Jean Raspail, born on July 5th, 1925 in central France as the son of a factory manager and his wife, has died on June 13th near Paris. Raspail attended private Catholic school and the conservative education would mark him for the rest of his life, as he disliked both Communism and Liberalism. At the beginning of the 1950s, he traveled by car from Tierra del Fuego in southernmost Argentina to the US State of Alaska, and around the former Inca Empire in South America, to better understand populations threatened by their confrontation with modernity.
His best known and eventually visionary work, The Camp of the Saints, was published in 1973. Raspail predicted the collapse of the West from an overwhelming «tidal wave» of Third World Immigration for which it isn’t prepared. Western intellectuals have undermined all traditions, stating that self-assertion is immoral. The Churches preach a false, sentimental charity. Entrepreneurs concentrate on profit maximization and don’t care about common welfare.
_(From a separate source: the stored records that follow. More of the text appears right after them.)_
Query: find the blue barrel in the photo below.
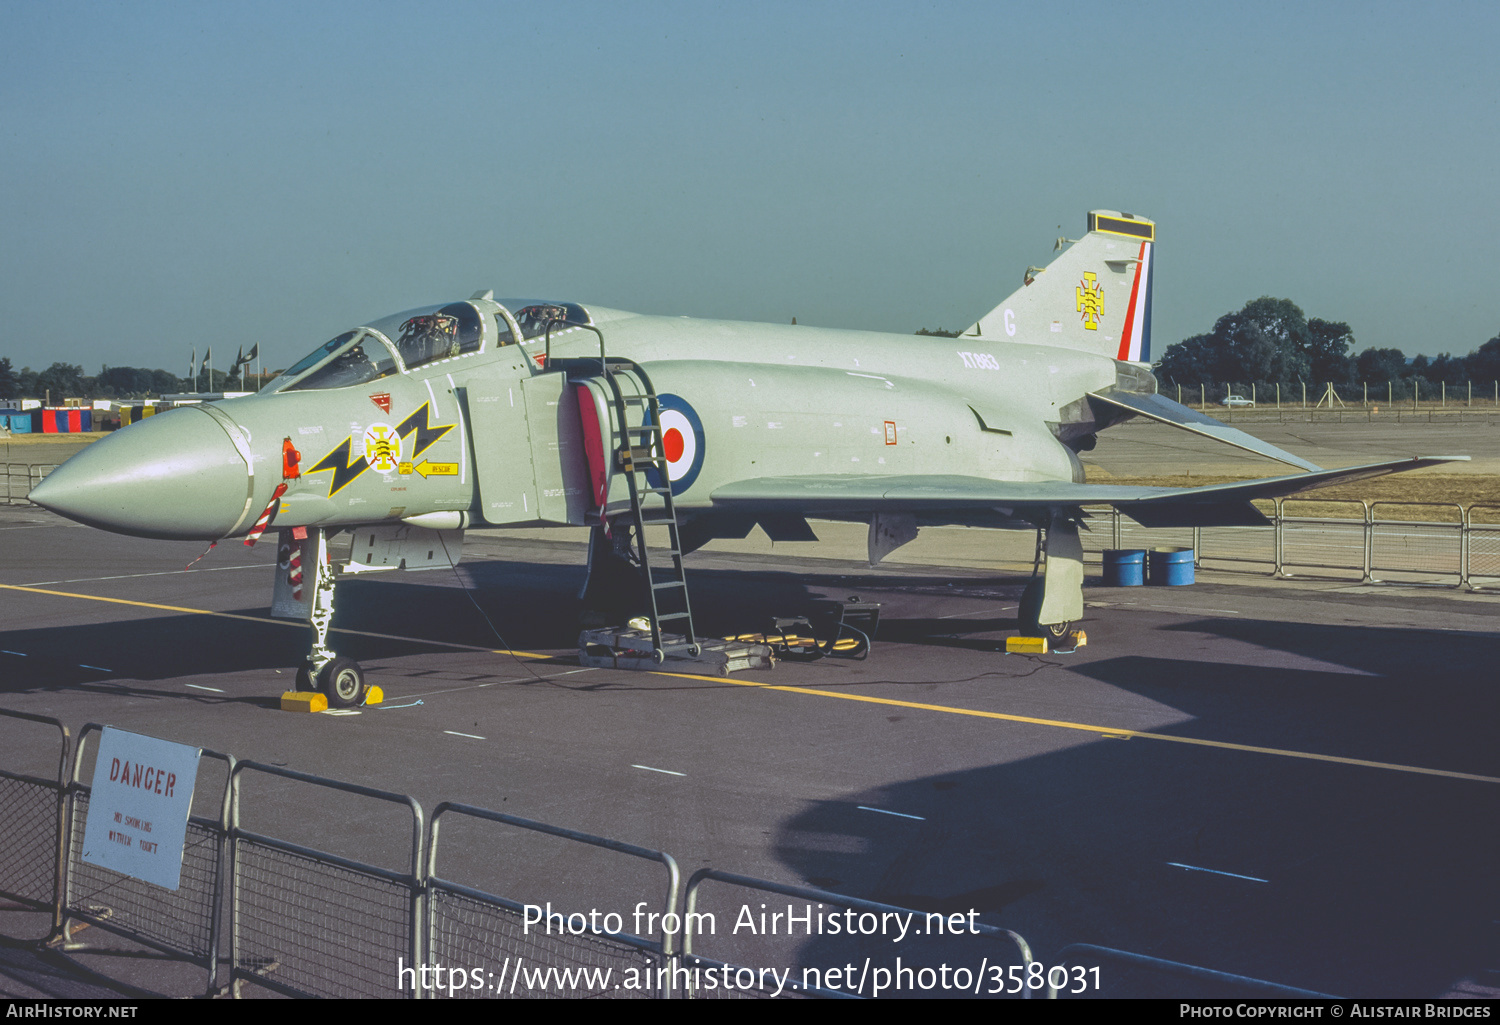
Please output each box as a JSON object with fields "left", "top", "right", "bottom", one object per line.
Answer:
{"left": 1101, "top": 549, "right": 1146, "bottom": 586}
{"left": 1148, "top": 547, "right": 1195, "bottom": 586}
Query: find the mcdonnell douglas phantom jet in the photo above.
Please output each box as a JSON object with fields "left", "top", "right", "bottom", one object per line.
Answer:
{"left": 30, "top": 211, "right": 1462, "bottom": 705}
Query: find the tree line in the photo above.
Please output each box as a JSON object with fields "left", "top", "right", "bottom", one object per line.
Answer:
{"left": 0, "top": 360, "right": 268, "bottom": 403}
{"left": 1154, "top": 297, "right": 1500, "bottom": 397}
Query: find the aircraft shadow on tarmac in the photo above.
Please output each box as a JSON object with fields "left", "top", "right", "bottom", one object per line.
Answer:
{"left": 0, "top": 558, "right": 1040, "bottom": 698}
{"left": 701, "top": 618, "right": 1499, "bottom": 998}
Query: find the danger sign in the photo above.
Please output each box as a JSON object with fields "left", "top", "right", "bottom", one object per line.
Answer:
{"left": 80, "top": 728, "right": 202, "bottom": 891}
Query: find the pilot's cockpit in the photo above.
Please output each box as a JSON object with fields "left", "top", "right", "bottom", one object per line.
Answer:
{"left": 513, "top": 302, "right": 589, "bottom": 340}
{"left": 392, "top": 302, "right": 483, "bottom": 367}
{"left": 266, "top": 297, "right": 591, "bottom": 392}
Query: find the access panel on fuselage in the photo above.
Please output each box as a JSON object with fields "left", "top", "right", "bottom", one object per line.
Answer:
{"left": 462, "top": 372, "right": 543, "bottom": 526}
{"left": 522, "top": 372, "right": 590, "bottom": 525}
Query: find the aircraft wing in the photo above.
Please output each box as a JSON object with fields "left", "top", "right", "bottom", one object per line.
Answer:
{"left": 708, "top": 457, "right": 1468, "bottom": 528}
{"left": 1088, "top": 387, "right": 1322, "bottom": 472}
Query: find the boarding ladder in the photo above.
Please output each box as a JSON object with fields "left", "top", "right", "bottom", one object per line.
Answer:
{"left": 545, "top": 324, "right": 700, "bottom": 660}
{"left": 600, "top": 357, "right": 700, "bottom": 658}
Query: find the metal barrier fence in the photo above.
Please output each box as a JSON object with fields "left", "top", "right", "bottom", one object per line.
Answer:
{"left": 0, "top": 711, "right": 69, "bottom": 935}
{"left": 1082, "top": 499, "right": 1498, "bottom": 590}
{"left": 682, "top": 868, "right": 1035, "bottom": 999}
{"left": 426, "top": 802, "right": 679, "bottom": 999}
{"left": 0, "top": 712, "right": 1039, "bottom": 999}
{"left": 9, "top": 712, "right": 1381, "bottom": 999}
{"left": 1466, "top": 505, "right": 1500, "bottom": 587}
{"left": 227, "top": 761, "right": 425, "bottom": 999}
{"left": 58, "top": 724, "right": 234, "bottom": 996}
{"left": 3, "top": 464, "right": 56, "bottom": 505}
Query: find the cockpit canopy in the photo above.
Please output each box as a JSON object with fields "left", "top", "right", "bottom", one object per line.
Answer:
{"left": 267, "top": 297, "right": 591, "bottom": 393}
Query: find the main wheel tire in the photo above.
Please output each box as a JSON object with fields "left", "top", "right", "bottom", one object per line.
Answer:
{"left": 294, "top": 666, "right": 315, "bottom": 691}
{"left": 321, "top": 657, "right": 366, "bottom": 709}
{"left": 1017, "top": 579, "right": 1073, "bottom": 639}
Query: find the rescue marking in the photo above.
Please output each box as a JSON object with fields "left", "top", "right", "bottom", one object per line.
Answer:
{"left": 1167, "top": 862, "right": 1268, "bottom": 884}
{"left": 415, "top": 460, "right": 458, "bottom": 478}
{"left": 857, "top": 806, "right": 925, "bottom": 821}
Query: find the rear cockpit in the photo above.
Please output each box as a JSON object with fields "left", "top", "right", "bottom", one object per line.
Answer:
{"left": 266, "top": 295, "right": 593, "bottom": 392}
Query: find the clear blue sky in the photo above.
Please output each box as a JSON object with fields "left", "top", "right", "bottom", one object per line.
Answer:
{"left": 2, "top": 1, "right": 1496, "bottom": 375}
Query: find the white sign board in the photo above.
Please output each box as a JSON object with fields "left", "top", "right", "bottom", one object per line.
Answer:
{"left": 80, "top": 728, "right": 202, "bottom": 891}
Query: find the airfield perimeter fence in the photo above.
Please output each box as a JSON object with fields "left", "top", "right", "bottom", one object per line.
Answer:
{"left": 0, "top": 712, "right": 1034, "bottom": 999}
{"left": 1082, "top": 498, "right": 1500, "bottom": 589}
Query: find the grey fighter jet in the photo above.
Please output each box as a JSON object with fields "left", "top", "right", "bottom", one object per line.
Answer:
{"left": 29, "top": 211, "right": 1461, "bottom": 705}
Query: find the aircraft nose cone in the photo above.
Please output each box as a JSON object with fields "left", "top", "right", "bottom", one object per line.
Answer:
{"left": 29, "top": 406, "right": 254, "bottom": 539}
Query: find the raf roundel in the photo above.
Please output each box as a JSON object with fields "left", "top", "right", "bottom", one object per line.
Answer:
{"left": 646, "top": 394, "right": 705, "bottom": 495}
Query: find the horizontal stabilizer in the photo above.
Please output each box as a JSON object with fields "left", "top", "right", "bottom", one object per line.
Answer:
{"left": 1089, "top": 388, "right": 1322, "bottom": 472}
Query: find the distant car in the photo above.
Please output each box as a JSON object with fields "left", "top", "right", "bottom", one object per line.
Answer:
{"left": 1220, "top": 395, "right": 1255, "bottom": 407}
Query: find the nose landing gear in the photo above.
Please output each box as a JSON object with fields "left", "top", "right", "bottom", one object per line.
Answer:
{"left": 284, "top": 527, "right": 371, "bottom": 709}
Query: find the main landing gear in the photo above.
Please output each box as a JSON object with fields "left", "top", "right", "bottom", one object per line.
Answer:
{"left": 1016, "top": 510, "right": 1085, "bottom": 644}
{"left": 1018, "top": 578, "right": 1074, "bottom": 640}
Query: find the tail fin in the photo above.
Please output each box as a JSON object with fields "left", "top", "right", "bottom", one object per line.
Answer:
{"left": 963, "top": 210, "right": 1155, "bottom": 363}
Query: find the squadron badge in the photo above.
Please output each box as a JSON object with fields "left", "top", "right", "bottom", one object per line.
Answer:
{"left": 362, "top": 424, "right": 402, "bottom": 473}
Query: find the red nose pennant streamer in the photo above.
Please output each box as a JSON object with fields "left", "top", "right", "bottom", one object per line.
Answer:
{"left": 243, "top": 483, "right": 289, "bottom": 547}
{"left": 183, "top": 541, "right": 217, "bottom": 571}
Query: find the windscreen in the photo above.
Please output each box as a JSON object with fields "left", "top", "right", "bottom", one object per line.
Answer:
{"left": 283, "top": 331, "right": 401, "bottom": 392}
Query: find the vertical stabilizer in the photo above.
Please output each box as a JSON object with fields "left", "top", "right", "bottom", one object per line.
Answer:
{"left": 964, "top": 210, "right": 1155, "bottom": 363}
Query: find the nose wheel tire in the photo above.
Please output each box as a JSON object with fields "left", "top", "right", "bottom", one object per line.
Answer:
{"left": 320, "top": 657, "right": 367, "bottom": 709}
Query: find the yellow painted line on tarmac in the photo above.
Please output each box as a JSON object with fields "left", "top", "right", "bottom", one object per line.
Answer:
{"left": 0, "top": 583, "right": 554, "bottom": 660}
{"left": 5, "top": 582, "right": 1496, "bottom": 786}
{"left": 644, "top": 669, "right": 1500, "bottom": 786}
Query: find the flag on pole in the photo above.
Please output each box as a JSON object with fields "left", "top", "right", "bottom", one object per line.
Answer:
{"left": 200, "top": 348, "right": 212, "bottom": 373}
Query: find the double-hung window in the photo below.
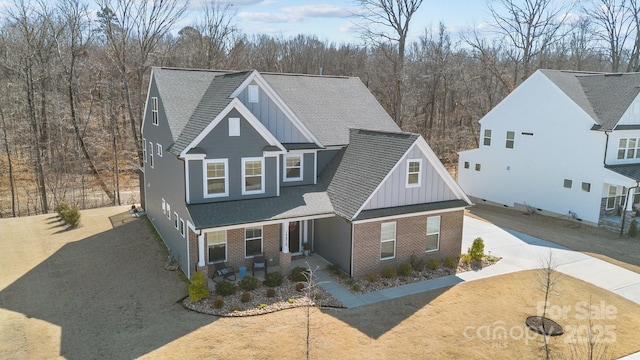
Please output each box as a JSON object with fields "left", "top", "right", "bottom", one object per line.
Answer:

Politicians are corrupt and soldiers don’t really know for what they should risk their lives for anymore. At the end, the Old Continent falls into the hands of those pitiful and miserable invaders.
The novel has been translated into Afrikaans, Czech, Dutch, English, German, Italian, Polish and Portuguese and Spanish. So far, it had sold over two million copies. Raspail pointed out that in the 21st century such a book couldn´t be published anymore due to all kinds of anti-discrimination and anti-racist laws. Luckily, such restrictions can‘t be applied with retroactive effect (yet).
The latest developments in Europe and the US have proven him right. The consequences of altruistic madness, a fatal combination of misunderstood Christian and Leftist ideas, feeding on self-hate and a collective yearning for death, are indeed destroying Western civilization. An ongoing basically unchecked influx of poor, unqualified people into developed countries will lead to the downfall of both the welfare state and the political system.
Raspail reiterated his pessimistic views in an article co-written in 1985 for French magazine Le Figaro. In «Will France still be French in 2015?» he asserted «the proportion of France’s non-European immigrant population will grow to endanger the survival of traditional French culture, values and identity». In another controversial article for Le Figaro from 2004, entitled «The Fatherland betrayed by the Republic», Raspail criticized the French immigration policy and was subsequently sued for inciting racial hatred by the asylum lobby, but legal action led to nothing.
Compare the 1984 French national football team, when it first won the Euro tournament, with Les Bleus in 2020, and the development is obvious and undeniable. Though the accelerating replacement of Europeans is much celebrated by a brain-washed, culturally alienated civil society, seconded by the media as well as political and educational institutions. Ordinary citizens have been abandoned by their leaders and can only watch in horror how Raspail’s prophecy step by step comes true.